Dining rooms have reopened at 50% capacity at a number of local restaurants since the county entered Phase 2 on May 23, and restaurant owners are still trying to gauge how much the partial reopen will set their business back on track after a two-month, state-mandated shutdown.
“I think for the most part they are excited to get open, get it started, get some people back to work,” said Bill Marcum, Kelso-Longview Chamber of Commerce president. “Some of that will depend on how the community comes back to their restaurants, but the people I’ve talked to in the community are anxious to go out and have a meal somewhere.”
Phase 2 safety regulations set capacity limits and require restaurants to make hand sanitizer available at all entrances; to have employees to wear masks; to space tables six feet apart with only five seats per table; to provide single-use menus and condiments; and to create a plan to ensure proper social distancing throughout the restaurant.
For Dana Millard of the Pancake House, that means her restaurant can only seat nine tables, or about 45 guests.
“We still have quite a bit of to go, and that’s OK because we don’t have the room to seat them anyway,” Millard said.
Emotionally, it helps to see people back in the diner, Millard said. And it’s boosted revenue some.
She also brought back part of her staff, though some servers are still on standby because “there’s nothing for them to do.”
“I don’t know what the weekend will bring,” Millard said Thursday.
Staff at the Triangle Tavern have had the completely opposite experience, said night time supervisor Ricky Hefley. The first weekend the tavern opened, “all the seats were taken.”

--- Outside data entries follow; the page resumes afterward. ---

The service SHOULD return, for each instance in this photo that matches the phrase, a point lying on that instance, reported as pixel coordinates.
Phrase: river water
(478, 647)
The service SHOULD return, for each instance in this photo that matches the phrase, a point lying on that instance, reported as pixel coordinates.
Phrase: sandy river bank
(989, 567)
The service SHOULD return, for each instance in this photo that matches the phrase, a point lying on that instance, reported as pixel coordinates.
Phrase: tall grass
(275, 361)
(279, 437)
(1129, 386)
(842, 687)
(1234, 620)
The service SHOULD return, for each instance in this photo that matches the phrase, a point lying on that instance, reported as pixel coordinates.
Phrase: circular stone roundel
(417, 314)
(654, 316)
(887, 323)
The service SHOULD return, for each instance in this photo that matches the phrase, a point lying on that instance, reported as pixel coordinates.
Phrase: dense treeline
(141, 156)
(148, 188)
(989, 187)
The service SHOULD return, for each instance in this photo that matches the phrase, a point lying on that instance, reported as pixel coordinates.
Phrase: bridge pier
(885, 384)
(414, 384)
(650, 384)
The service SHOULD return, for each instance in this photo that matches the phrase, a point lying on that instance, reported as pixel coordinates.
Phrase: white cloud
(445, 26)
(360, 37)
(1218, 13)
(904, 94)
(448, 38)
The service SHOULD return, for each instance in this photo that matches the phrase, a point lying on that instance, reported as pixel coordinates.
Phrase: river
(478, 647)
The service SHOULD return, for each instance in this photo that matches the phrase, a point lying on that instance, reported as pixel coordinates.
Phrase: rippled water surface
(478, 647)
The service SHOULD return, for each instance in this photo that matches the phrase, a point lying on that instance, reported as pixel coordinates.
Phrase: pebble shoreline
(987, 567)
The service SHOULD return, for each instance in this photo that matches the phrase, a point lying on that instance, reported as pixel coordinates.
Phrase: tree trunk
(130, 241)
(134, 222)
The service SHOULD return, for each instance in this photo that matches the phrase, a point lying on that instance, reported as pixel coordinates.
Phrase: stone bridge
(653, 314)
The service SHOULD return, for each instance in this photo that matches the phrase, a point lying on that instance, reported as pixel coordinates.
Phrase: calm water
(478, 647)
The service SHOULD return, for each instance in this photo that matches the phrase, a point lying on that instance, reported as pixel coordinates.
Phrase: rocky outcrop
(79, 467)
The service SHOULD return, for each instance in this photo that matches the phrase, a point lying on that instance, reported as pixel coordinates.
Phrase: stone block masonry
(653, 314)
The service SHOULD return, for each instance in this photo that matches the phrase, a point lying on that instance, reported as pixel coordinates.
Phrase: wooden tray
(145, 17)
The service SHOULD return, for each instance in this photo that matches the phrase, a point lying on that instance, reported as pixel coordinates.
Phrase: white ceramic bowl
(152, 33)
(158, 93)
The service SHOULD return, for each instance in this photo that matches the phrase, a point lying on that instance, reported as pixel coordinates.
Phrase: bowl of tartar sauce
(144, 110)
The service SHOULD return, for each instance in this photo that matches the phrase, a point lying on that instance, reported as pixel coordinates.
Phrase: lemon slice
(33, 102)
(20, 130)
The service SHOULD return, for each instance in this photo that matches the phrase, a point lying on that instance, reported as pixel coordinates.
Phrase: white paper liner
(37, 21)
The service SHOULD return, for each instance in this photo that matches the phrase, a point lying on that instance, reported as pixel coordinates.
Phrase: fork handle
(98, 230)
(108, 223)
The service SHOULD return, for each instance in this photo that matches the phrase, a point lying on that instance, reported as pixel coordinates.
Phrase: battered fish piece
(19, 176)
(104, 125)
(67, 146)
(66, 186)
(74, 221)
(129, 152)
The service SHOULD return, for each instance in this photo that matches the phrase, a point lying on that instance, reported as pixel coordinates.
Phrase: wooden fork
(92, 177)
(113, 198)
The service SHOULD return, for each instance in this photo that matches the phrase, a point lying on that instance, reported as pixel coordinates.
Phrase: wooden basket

“Since we were already ready for take-out, and we had a full open menu, it wasn’t that much of an issue as far as kitchen goes. But we were so busy the first three days, we ran out of stuff,” Hefley said.
Managers worried customers might not want to follow all of the safety rules, like staying six feet apart or not going straight to the bar for a drink, Hefley said. There were a “few instances” where servers had to split tables up because more than five peopled tried to sit there, he said. But for the most part, everyone follows the rules.
“They are excited to be out and basically go play. I’m kind of curious what will happen after two or three weeks have passed. … Are people still going to be as compliant? But so far, so good. Everyone has played nice.”
Adapting to the rules can also challenge staff. For example, the face mask requirement makes it harder to breathe when they are “running circles for six, seven hours” when the tavern is busy.
“But at that point you just have to step outside, let the mask off and breathe,” Hefley said. “We’ve all supplied our own masks. … If we forgot one at home, we have a bunch here just in case.”
Buying masks and other personal protective equipment is an added cost for restaurants, as are other safety requirements, said Mike Julian, owner of the Kelso Theater Pub and Backstage Cafe.
“Now you have to print new menus that are disposable. You have to add hand sanitizer. You have to take out half your tables. The list goes on,” he said. “It all adds up to make it even harder to get over that hump to survive.”
Plus at half capacity — and no movie theater until Phase 3 — “there’s no way I can pay my bills,” he said.
Still, some income is better than no income. The costs are worth it for Julian if it means bringing customers and employees back.
“Paying 50% of the bills is better than paying 20% of the bills or no bills. My hole will be less deep when we are able to open and recover,” he said.
He reopened the Backstage Cafe Thursday.
“I”m looking forward to having some energy in here and being able to get back alive,” Julian said in an interview with TDN Wednesday.